FIGURE 1. Huit triades possibles proposées par la théorie de l’équilibre de Heider. Les triades de la rangée supérieure sont équilibrées, et les triades de la rangée inférieure sont déséquilibrées.

L’efficacité des endosseurs bien aimés, ou célébrités, peut être expliquée au moins en partie en évoquant la théorie de l’équilibre. Les téléspectateurs de la publicité sont censés avoir une attitude favorable envers l’endosseur (par exemple, Britney Spears), et l’endosseur est clairement dépeint comme ayant une attitude positive envers le produit annoncé (par exemple, le cola). Pour maintenir l’équilibre, les téléspectateurs devraient également adopter une attitude positive envers le cola. Par ailleurs, les téléspectateurs pourraient décider de ne pas aimer le cola et changer leur attitude envers Spears afin de maintenir une triade équilibrée. La théorie de l’équilibre permet également d’expliquer une façon dont les tendances de consommation se déplacent. Les personnes qui se lient d’amitié adoptent souvent des attitudes similaires à celles de leurs amis. Une étude classique de Theodore Newcomb a illustré ce point avec des femmes qui vivaient ensemble au collège ; avec le temps, les attitudes politiques des femmes sont devenues de plus en plus similaires.

Une autre théorie qui a des racines dans la cohérence cognitive, et qui a été très influente dans la publicité et le comportement des consommateurs, est la théorie de la dissonance cognitive. Leon Festinger a proposé la théorie de la dissonance cognitive en 1957, et elle a suscité plus de recherches que peut-être toute autre théorie de psychologie sociale. La dissonance cognitive a été définie comme un sentiment d’inconfort qui survient lorsqu’une personne est consciente d’avoir deux ou plusieurs cognitions incohérentes. La dissonance se manifeste souvent lorsqu’une personne se comporte d’une manière incompatible avec ses croyances. Par exemple, Greg peut croire que les voitures japonaises sont supérieures aux voitures américaines, mais s’il achète une voiture américaine, il risque de ressentir une dissonance cognitive. Comme la dissonance cognitive est inconfortable, les gens sont motivés pour réduire le sentiment de dissonance en changeant leur comportement, en essayant de justifier leur comportement en changeant leurs croyances, ou en essayant de justifier leur comportement en ajoutant de nouvelles croyances. Ayant acheté une voiture américaine, Greg pourrait essayer de réduire la dissonance cognitive en investissant dans les constructeurs automobiles japonais, en changeant sa croyance en la supériorité des voitures japonaises, ou en ajoutant une nouvelle croyance pour aider à retrouver la cohérence, par exemple, « Ma voiture est peut-être américaine, mais de nombreuses pièces du moteur viennent du Japon. »
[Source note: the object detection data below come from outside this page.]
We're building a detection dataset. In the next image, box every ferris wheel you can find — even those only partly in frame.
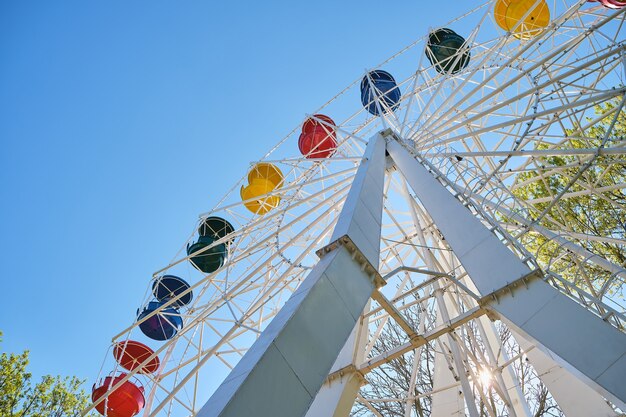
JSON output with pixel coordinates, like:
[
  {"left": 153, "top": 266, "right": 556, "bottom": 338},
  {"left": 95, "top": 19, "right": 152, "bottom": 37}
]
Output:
[{"left": 86, "top": 0, "right": 626, "bottom": 417}]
Lorsque les gens font des achats à grande échelle, ils ressentent souvent ce qu’on appelle la dissonance postdécisionnelle. Les dépenses importantes peuvent susciter la dissonance parce qu’elles sont incompatibles avec la nécessité d’économiser de l’argent ou de faire d’autres achats. De plus, prendre une décision d’achat signifie nécessairement renoncer à certaines caractéristiques attrayantes des alternatives non choisies (par exemple, acheter un Sony signifie ne pas acheter un Samsung). Dans un contexte de prise de décision, la dissonance peut être réduite en annulant la décision, en renforçant l’attrait de l’alternative choisie ou en réduisant l’attrait de l’alternative non choisie, ou encore en minimisant les différences entre les alternatives. La publicité peut également jouer un rôle important en aidant à réduire la dissonance post-décisionnelle. La publicité peut contribuer à réduire le sentiment de malaise qui suit un achat important en modifiant les croyances (par exemple, « Le nouveau lecteur MP3 est doté d’une technologie de pointe ») ou en ajoutant de nouvelles croyances (par exemple, « Le nouveau lecteur MP3 fera l’envie de vos amis ») qui permettent aux acheteurs de se sentir bien par rapport à leurs récents achats importants.